The race was red-flagged while the track was cleaned up, and when it eventually re-started, the time-limited race managed just one more lap behind the safety car before it was called, leaving SVG with a win, J-Dub second, and Craig Lowndes third for an all-Triple Eight podium that nobody wanted to even acknowledge. No championship points were awarded, and all the drivers could talk about was what SVG succinctly summarised as “a pretty ugly day.

SVG left Tassie with his series lead intact

“I experienced the spray just following Chaz for that short time and I could hardly see, so for those guys up the back, it was all pretty unavoidable.”

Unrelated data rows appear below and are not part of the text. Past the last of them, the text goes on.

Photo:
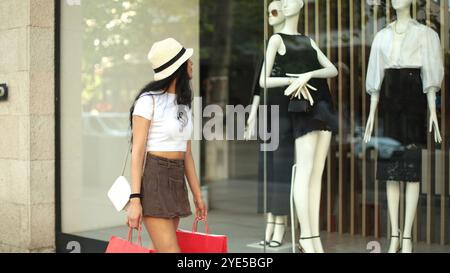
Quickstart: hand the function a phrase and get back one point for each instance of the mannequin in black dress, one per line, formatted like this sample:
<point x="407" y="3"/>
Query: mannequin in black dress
<point x="276" y="220"/>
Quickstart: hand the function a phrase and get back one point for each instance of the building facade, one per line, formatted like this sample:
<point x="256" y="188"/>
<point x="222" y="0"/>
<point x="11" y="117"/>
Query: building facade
<point x="73" y="67"/>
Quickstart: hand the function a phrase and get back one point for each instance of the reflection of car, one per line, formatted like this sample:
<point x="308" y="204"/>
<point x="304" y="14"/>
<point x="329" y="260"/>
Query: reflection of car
<point x="106" y="124"/>
<point x="384" y="145"/>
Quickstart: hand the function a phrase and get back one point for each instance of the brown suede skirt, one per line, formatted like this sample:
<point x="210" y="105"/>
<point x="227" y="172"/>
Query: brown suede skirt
<point x="163" y="188"/>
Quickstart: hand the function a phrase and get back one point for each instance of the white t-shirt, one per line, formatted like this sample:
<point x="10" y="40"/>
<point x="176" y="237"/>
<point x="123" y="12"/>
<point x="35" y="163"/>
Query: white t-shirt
<point x="419" y="47"/>
<point x="171" y="126"/>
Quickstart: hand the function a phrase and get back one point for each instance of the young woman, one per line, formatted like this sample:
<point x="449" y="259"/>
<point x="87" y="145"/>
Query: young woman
<point x="161" y="122"/>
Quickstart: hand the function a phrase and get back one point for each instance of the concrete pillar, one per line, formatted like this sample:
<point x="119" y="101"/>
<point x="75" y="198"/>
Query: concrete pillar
<point x="27" y="205"/>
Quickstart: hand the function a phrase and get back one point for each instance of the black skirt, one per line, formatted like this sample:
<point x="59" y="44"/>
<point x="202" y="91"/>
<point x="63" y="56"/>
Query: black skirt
<point x="403" y="126"/>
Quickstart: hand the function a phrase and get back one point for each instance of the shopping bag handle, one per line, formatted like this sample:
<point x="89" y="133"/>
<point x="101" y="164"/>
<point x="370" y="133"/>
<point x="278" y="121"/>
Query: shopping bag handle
<point x="130" y="235"/>
<point x="197" y="219"/>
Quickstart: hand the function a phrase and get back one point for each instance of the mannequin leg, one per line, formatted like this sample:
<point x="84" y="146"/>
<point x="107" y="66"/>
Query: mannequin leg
<point x="393" y="198"/>
<point x="279" y="231"/>
<point x="320" y="157"/>
<point x="305" y="147"/>
<point x="270" y="225"/>
<point x="412" y="199"/>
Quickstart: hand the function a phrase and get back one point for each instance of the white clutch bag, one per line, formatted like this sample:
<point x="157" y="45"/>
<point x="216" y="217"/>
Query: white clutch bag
<point x="119" y="193"/>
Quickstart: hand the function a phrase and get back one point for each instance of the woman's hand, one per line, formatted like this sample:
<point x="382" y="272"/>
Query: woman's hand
<point x="434" y="123"/>
<point x="200" y="208"/>
<point x="134" y="217"/>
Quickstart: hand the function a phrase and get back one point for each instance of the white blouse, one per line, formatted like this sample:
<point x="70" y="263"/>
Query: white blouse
<point x="419" y="48"/>
<point x="167" y="132"/>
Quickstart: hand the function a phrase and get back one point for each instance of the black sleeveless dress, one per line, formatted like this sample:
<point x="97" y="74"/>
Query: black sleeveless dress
<point x="300" y="58"/>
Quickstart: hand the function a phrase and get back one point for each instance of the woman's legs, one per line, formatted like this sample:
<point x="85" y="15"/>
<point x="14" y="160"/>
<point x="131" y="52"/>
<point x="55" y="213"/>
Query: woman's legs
<point x="320" y="157"/>
<point x="163" y="233"/>
<point x="411" y="200"/>
<point x="305" y="148"/>
<point x="393" y="198"/>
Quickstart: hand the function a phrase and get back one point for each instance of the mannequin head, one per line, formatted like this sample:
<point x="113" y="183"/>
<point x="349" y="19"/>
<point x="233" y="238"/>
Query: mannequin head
<point x="401" y="4"/>
<point x="276" y="17"/>
<point x="291" y="7"/>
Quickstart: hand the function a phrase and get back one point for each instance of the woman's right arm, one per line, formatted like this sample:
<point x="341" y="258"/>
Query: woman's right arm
<point x="140" y="131"/>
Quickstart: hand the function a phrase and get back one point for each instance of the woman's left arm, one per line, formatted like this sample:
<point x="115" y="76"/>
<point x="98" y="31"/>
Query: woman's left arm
<point x="194" y="183"/>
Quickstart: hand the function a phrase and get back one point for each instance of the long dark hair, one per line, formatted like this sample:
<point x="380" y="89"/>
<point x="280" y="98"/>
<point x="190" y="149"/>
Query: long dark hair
<point x="183" y="90"/>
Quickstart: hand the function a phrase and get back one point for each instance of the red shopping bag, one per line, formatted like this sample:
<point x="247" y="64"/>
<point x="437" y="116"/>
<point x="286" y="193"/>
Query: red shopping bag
<point x="196" y="242"/>
<point x="119" y="245"/>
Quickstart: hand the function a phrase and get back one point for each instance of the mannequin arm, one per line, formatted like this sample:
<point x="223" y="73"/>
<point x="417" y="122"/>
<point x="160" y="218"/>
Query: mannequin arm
<point x="374" y="98"/>
<point x="328" y="71"/>
<point x="265" y="81"/>
<point x="433" y="123"/>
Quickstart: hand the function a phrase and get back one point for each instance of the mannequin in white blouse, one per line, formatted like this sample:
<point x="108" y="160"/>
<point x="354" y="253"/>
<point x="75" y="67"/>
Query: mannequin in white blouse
<point x="395" y="47"/>
<point x="276" y="224"/>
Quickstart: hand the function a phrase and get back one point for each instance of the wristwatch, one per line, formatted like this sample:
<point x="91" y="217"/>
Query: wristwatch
<point x="135" y="195"/>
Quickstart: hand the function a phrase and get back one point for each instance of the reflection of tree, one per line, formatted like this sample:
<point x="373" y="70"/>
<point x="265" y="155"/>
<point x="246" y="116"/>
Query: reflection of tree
<point x="117" y="37"/>
<point x="231" y="43"/>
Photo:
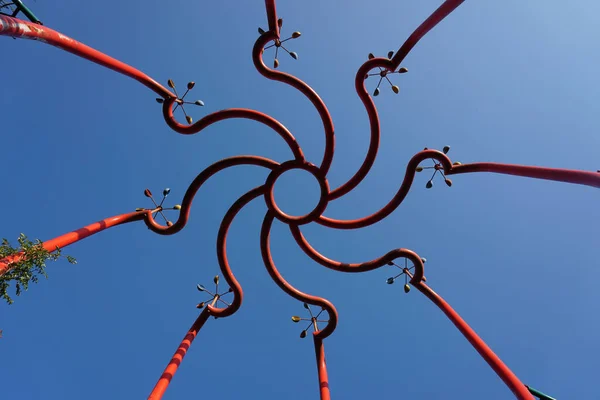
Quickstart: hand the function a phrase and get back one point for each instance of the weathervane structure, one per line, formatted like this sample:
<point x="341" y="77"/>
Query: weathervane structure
<point x="322" y="316"/>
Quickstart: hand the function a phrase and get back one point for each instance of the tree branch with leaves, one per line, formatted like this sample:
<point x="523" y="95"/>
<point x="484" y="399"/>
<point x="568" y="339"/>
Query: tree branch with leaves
<point x="29" y="263"/>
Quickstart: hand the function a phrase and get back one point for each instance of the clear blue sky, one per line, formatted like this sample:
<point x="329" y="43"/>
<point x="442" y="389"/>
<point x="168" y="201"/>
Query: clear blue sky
<point x="503" y="81"/>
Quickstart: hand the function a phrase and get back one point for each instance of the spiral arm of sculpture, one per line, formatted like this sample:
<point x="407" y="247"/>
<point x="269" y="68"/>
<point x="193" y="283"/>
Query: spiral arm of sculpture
<point x="16" y="28"/>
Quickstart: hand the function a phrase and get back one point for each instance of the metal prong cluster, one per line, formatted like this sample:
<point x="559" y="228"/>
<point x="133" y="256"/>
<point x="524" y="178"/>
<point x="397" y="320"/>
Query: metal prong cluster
<point x="406" y="271"/>
<point x="383" y="74"/>
<point x="313" y="320"/>
<point x="158" y="207"/>
<point x="181" y="100"/>
<point x="437" y="167"/>
<point x="215" y="297"/>
<point x="279" y="44"/>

Whincup’s read? “Crazy,” he said. “We aren’t celebrating a 1-2-3. All our thoughts are with the other teams. It is what is. We just did our job. We aren’t concerned about the points and numbers.”

Lowndes took a third and fourth from the weekend

A patched-up grid of 22 cars turned up at a soggy Symmons Plains on Sunday, with rain lashing the circuit and causing the 20-minute qualifying session to be delayed. Whincup took the honours from Fabian Coulthard, the Kiwi penalised 35 championship points for triggering Saturday’s pile-up, but in the race it was a Coulthard-led 1-2 for the DJR Team Penske ,Scott McLaughlin finishing second ahead of Whincup, the top three covered by 1.1 seconds after 76 laps.

Lowndes was next, right in Whincup’s wheel tracks, while SVG battled back to ninth after taking a 15-second time penalty at his second pit stop for a clash with Todd Kelly.

“I was running behind Todd, I saw him lock up and I didn’t think he would make the corner. I wasn’t trying to pass, he just cut in on me,” SVG said.

“From that I got the penalty, I went to the back of the pack, but we managed to push through and salvage something.”

Whincup was thankful that his team left Tassie with relatively straight cars after a dramatic weekend.

“We didn’t maximise in that final race, we probably should have won,” he said.

“We got cleaned up on the outside of the hairpin and lost a spot, and lost another spot after being out-strategised during a pitstop. We have all the ingredients to do better. We will go away with the points that we got, but we will continue to push forward for a better result.”

The next chance to do just that comes at Phillip Island in just two weeks’ time, with SVG leading the series standings with 384 points, 20 more than Coulthard in second, while Whincup is third, 51 adrift of his RBHRT teammate. Lowndes moved from eighth after the Clipsal 500 to seventh, 96 points behind the defending series champion.